Quote:
Originally Posted by Changing City
because household growth, (which determines the demand for housing) and population growth are not the same. Household size has continued to fall since 1861, so even if the population stayed the same, you'd need more homes. (That's not factoring in the demand for recreational properties, or second homes - which are all part of the housing demand too).
[ Business Council of Alberta showing Statistics Canada data]
The Australian article suggests immigration adds to the demand, but maybe not as much as the Australian demand for more housing.
|
The shrinking of household sizes is happening pretty slowly though. From that graph, we've gone from about 3.0 people/home in 1970 to 2.4/home today. That's an average annual decline in household size of 0.012 people/year.

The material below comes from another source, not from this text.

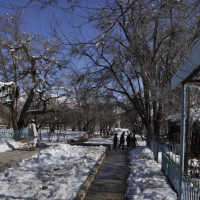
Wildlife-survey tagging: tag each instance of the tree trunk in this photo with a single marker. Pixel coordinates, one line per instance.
(25, 109)
(13, 108)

Some back-of-the-napkin math here, but that means that in a hypothetical stagnant/no-growth scenario where the only demand for more housing came from new household formation & shrinking household sizes, you'd need to increase the housing supply by a very manageable 0.4% per year (working out to roughly 85,000 units in today's Canada).
In reality though, Canada is growing by 1.3 million+ per year through immigration, which means an additional 542,000 households (assuming an average of 2.4 people/household) are being added to the net ~85,000 new households being formed internally - all of whom also need a housing unit. In other words, we need approximately 627,000 new homes built every year just to meet base-level demand - that's a lot of competition for the ~240,000/year that we actually build.
Quote:
Originally Posted by MolsonExport
I am under no such obligation. I was posting in good faith, with an element of sarcasm (well below that made by many others in this thread), because I have read, here and in many other threads, how the current federal government bears responsibility for most of the escalation in housing prices, despite ample indicators that similar things are happening in other countries.
|
So in other words, my point stands in response to that article, that:
A. Our federal government's policy choices have been a significant contributor to Canada's housing crisis.
B. Canada's housing crisis is more severe than that of any other peer nation, largely as a result of A.
Other countries have problems too - in some cases for similar reasons, and some for completely different ones - but ours has been caused by
our governments, and the particular severity of it nation-wide has largely been exacerbated by deliberate policy choices made by the feds.